The woman’s hesitance to speak her mind could also be a sign that he has had trouble empathizing with her earlier in the relationship as well. He continually downplays the significance of the woman getting an abortion, passing it off as just a simple operation and not even considering the emotional impact of it or the woman’s personal feelings about the procedure. He also continues to push the conversation when it is clear she does not want to discuss it anymore.

While it is clear that he does not mean to cause harm, this could cost him the relationship if he pushes the woman into making a decision that she herself is not sure of. The peripeteia of the story, also known as the change in circumstances, comes when the woman finally convinces the man to stop talking about it. The trajectory of the plot changes at this point because the conversation is no longer happening, and it has ended without the problems at hand being solved or even with either of the characters coming to a compromise. This is significant.

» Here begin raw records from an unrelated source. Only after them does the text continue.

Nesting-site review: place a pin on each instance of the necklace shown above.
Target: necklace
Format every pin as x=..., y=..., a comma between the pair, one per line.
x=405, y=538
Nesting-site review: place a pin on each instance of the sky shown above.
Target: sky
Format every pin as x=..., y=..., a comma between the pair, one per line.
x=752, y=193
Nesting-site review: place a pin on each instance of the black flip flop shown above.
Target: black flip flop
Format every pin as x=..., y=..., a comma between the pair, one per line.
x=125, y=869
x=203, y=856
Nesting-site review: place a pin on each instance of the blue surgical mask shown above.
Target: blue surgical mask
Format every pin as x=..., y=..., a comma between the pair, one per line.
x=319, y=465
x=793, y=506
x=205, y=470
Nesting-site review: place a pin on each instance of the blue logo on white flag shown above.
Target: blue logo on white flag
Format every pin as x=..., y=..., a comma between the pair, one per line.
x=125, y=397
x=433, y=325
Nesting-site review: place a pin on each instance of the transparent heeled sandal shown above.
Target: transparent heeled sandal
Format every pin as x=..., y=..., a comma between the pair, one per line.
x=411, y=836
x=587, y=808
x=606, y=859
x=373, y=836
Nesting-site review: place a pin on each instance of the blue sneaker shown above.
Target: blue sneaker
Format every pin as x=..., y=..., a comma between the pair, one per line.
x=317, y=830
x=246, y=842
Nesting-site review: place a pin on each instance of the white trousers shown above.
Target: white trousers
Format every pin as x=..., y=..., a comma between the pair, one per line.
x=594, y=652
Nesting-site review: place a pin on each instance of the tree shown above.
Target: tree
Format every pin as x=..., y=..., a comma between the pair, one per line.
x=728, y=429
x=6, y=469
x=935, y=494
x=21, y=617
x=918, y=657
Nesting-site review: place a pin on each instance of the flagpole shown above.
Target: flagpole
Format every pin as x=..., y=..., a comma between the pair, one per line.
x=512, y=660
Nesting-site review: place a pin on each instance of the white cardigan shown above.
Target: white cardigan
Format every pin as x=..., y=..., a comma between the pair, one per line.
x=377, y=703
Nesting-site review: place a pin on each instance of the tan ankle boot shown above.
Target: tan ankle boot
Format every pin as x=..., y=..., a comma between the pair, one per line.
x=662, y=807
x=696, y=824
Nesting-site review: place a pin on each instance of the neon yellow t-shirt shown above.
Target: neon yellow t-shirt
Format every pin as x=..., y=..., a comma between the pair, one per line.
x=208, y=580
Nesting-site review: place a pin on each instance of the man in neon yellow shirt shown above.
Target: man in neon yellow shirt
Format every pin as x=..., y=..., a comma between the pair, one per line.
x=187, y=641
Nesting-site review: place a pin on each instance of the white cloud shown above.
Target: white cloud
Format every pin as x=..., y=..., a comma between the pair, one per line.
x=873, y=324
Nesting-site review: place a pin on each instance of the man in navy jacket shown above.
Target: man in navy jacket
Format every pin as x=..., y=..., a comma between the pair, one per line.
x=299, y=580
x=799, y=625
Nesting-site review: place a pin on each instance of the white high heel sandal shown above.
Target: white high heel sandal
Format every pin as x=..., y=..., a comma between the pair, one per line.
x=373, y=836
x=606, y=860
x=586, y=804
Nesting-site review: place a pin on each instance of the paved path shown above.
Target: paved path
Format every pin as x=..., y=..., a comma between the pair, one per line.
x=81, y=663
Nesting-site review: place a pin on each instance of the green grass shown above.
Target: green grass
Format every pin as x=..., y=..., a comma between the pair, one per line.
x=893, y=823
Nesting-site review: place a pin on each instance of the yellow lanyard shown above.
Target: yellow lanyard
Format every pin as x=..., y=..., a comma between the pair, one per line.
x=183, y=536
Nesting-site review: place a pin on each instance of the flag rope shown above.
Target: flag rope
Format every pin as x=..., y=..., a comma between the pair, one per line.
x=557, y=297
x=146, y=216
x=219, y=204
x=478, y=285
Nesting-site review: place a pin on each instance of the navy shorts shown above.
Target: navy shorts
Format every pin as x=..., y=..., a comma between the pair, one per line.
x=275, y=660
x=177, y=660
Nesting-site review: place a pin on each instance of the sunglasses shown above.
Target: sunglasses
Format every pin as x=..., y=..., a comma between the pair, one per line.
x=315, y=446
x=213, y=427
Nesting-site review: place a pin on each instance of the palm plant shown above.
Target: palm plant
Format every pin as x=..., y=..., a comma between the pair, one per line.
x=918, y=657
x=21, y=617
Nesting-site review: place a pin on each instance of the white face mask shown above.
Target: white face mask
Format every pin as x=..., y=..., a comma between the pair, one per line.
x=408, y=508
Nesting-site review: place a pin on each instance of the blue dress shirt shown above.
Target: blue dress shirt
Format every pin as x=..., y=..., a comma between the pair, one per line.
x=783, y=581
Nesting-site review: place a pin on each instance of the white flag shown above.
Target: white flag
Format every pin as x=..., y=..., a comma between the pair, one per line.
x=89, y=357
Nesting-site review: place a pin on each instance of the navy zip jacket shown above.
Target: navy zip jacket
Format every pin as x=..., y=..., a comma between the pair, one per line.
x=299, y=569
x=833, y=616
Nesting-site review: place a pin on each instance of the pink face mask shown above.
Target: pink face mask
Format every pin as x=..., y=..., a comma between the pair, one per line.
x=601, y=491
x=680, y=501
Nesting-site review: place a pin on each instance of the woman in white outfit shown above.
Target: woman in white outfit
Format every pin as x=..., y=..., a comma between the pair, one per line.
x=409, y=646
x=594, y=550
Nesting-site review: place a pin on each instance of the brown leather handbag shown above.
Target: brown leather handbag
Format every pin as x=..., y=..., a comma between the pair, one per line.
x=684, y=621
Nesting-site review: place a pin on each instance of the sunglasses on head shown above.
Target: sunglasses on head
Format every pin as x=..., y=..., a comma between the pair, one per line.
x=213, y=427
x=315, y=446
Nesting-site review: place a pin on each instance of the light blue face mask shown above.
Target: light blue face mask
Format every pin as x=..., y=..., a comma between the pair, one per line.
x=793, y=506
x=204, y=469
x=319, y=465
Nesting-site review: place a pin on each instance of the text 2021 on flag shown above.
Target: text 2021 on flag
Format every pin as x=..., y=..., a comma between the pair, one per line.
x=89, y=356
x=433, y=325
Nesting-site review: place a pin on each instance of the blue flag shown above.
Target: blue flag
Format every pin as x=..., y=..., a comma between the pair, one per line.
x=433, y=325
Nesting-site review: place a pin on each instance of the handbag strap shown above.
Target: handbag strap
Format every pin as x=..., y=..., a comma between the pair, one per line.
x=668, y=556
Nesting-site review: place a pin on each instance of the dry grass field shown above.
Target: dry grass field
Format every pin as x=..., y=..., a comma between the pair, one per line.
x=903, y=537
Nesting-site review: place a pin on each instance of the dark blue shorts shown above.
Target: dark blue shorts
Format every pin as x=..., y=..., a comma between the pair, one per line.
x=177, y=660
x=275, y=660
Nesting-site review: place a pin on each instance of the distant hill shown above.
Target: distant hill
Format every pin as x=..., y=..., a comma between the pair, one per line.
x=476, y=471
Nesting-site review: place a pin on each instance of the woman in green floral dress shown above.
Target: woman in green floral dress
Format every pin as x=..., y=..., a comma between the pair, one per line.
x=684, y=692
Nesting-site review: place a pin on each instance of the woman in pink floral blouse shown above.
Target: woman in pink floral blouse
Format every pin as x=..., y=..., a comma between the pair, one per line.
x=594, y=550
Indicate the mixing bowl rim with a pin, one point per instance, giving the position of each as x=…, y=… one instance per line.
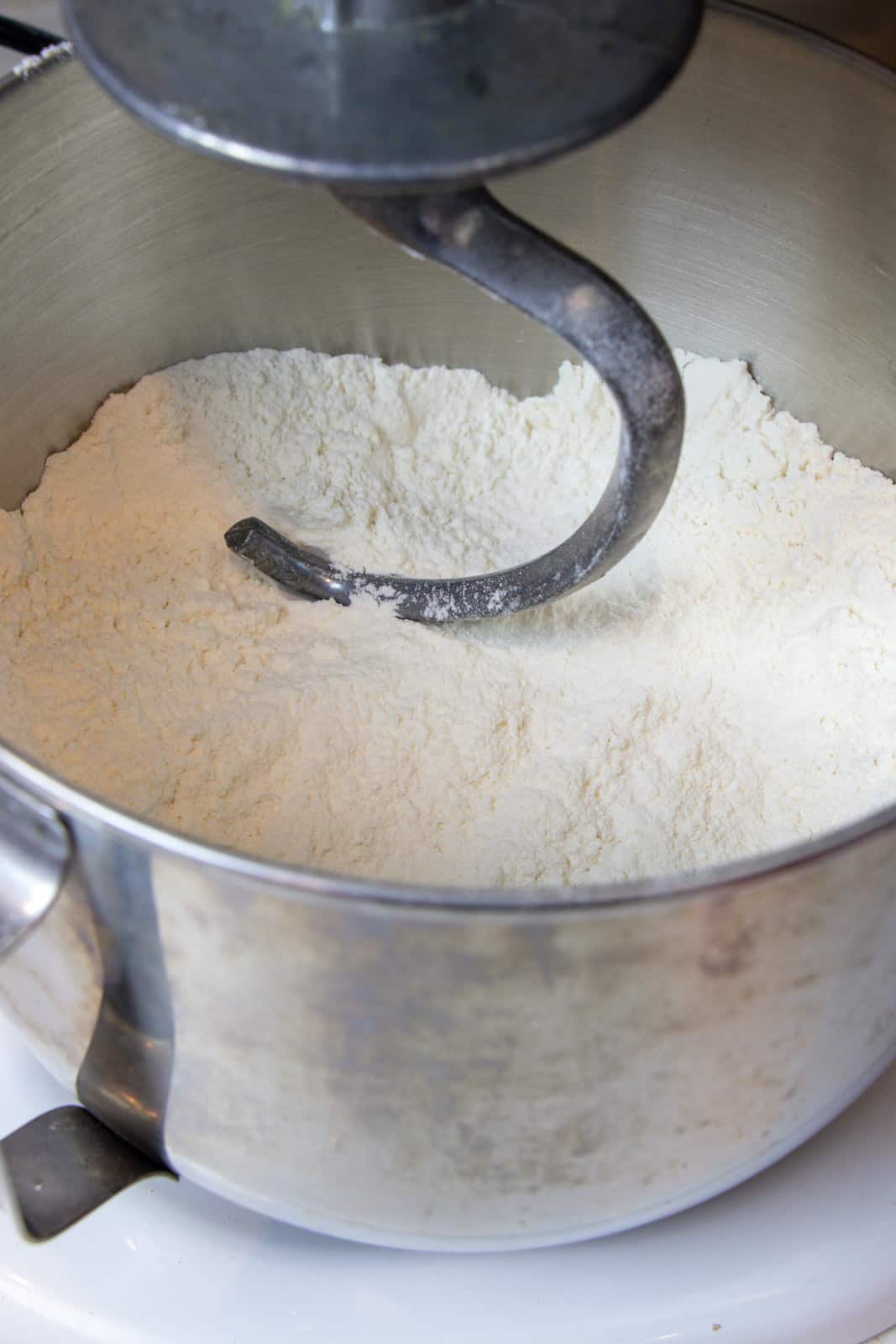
x=548, y=900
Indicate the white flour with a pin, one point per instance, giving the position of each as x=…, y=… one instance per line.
x=728, y=689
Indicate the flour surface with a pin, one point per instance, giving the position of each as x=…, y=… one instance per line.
x=728, y=689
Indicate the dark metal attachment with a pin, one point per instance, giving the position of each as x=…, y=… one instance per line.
x=385, y=94
x=474, y=235
x=62, y=1166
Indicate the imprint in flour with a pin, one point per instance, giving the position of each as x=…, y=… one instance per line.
x=728, y=689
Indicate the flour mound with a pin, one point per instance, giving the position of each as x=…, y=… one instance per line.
x=726, y=690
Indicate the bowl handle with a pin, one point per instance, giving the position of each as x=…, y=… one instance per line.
x=65, y=1163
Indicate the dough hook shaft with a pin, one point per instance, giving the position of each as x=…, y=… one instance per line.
x=477, y=237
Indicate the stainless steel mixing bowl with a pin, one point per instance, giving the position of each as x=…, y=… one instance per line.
x=452, y=1068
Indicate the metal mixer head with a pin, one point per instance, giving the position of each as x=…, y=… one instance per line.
x=396, y=105
x=389, y=94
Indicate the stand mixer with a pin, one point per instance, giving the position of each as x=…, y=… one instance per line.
x=402, y=108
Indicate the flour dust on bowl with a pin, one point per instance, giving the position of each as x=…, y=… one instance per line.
x=479, y=1065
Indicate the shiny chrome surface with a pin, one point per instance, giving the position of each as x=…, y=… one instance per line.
x=457, y=1068
x=34, y=853
x=60, y=1167
x=470, y=233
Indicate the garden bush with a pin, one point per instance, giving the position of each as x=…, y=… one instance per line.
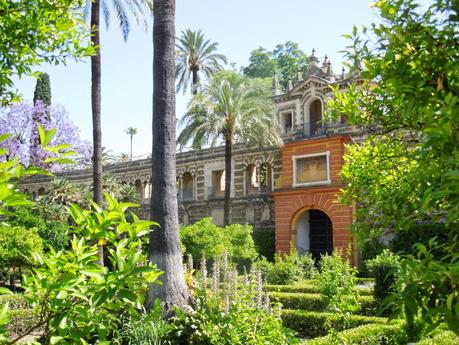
x=315, y=302
x=335, y=282
x=265, y=243
x=17, y=245
x=310, y=324
x=51, y=224
x=14, y=301
x=204, y=238
x=371, y=334
x=287, y=269
x=385, y=269
x=302, y=287
x=405, y=240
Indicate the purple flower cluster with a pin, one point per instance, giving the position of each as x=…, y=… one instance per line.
x=19, y=121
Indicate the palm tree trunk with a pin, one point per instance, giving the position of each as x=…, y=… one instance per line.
x=228, y=157
x=131, y=147
x=195, y=80
x=96, y=121
x=164, y=248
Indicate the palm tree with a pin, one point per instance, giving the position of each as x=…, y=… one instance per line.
x=164, y=247
x=131, y=131
x=194, y=54
x=138, y=9
x=231, y=109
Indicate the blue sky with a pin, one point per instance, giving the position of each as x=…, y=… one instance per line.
x=239, y=26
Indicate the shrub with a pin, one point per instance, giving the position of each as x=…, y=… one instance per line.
x=17, y=244
x=405, y=240
x=315, y=302
x=21, y=320
x=335, y=282
x=147, y=329
x=371, y=334
x=242, y=248
x=14, y=301
x=204, y=238
x=384, y=268
x=310, y=324
x=52, y=226
x=287, y=269
x=265, y=242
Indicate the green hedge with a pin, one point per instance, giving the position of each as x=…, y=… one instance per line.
x=310, y=324
x=371, y=334
x=21, y=320
x=265, y=242
x=442, y=338
x=309, y=288
x=15, y=301
x=314, y=302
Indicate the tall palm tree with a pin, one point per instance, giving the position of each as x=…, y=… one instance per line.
x=164, y=247
x=194, y=56
x=138, y=9
x=231, y=109
x=131, y=131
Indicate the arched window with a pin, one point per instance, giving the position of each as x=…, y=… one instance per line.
x=315, y=117
x=251, y=179
x=187, y=186
x=265, y=177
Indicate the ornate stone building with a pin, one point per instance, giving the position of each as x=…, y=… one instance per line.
x=292, y=189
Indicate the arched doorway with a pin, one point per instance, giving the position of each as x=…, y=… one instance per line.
x=314, y=233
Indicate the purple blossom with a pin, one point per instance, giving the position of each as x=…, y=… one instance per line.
x=19, y=121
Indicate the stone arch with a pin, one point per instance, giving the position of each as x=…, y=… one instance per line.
x=312, y=230
x=313, y=116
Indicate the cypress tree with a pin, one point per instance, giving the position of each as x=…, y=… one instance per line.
x=42, y=90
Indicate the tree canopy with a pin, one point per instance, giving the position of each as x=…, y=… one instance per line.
x=37, y=31
x=407, y=170
x=286, y=59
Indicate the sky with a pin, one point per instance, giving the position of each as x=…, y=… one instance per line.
x=239, y=26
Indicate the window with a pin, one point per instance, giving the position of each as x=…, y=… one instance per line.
x=187, y=186
x=286, y=121
x=311, y=169
x=315, y=117
x=218, y=183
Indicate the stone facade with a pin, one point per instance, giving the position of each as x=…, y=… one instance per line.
x=293, y=188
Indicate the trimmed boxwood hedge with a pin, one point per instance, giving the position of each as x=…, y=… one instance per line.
x=21, y=320
x=310, y=288
x=314, y=302
x=442, y=338
x=15, y=301
x=371, y=334
x=311, y=324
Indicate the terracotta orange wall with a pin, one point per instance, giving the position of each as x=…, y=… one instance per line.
x=291, y=202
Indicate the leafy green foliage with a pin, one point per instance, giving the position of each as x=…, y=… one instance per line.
x=407, y=170
x=42, y=91
x=17, y=245
x=311, y=324
x=52, y=226
x=385, y=269
x=315, y=302
x=285, y=59
x=371, y=334
x=428, y=288
x=287, y=269
x=335, y=282
x=204, y=238
x=76, y=298
x=38, y=31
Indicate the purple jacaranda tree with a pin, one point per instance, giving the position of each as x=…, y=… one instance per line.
x=18, y=121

The title of the story hints at the main conflict being the “elephant” in the room- this is also apparent when the woman tries to start a conversation by comparing the surrounding hills to the backs of white elephants just so she can avoid starting a conversation about her feelings. Neither of the characters seem to really want to discuss the prospect of an abortion, but because it is such a pressing issue, they cannot talk about anything else until they come to a concrete agreement. When they fail to have a meaningful discussion about what their plans are, the elephant in the room continues to thrive.

The dialogue seems to convey that this conversation has been started and stopped so many time before that both of them start of by pleading- the man pleads to discuss it, and the woman pleads for the discussion to end. The peripeteia is so important in this story because it demonstrates that this cycle is simply being continued. Though they do not actually reach any sort of agreement, the fact that this happens is narratively important because it displays the nature of the characters and gives a small glimpse into the complicated problems which they are facing.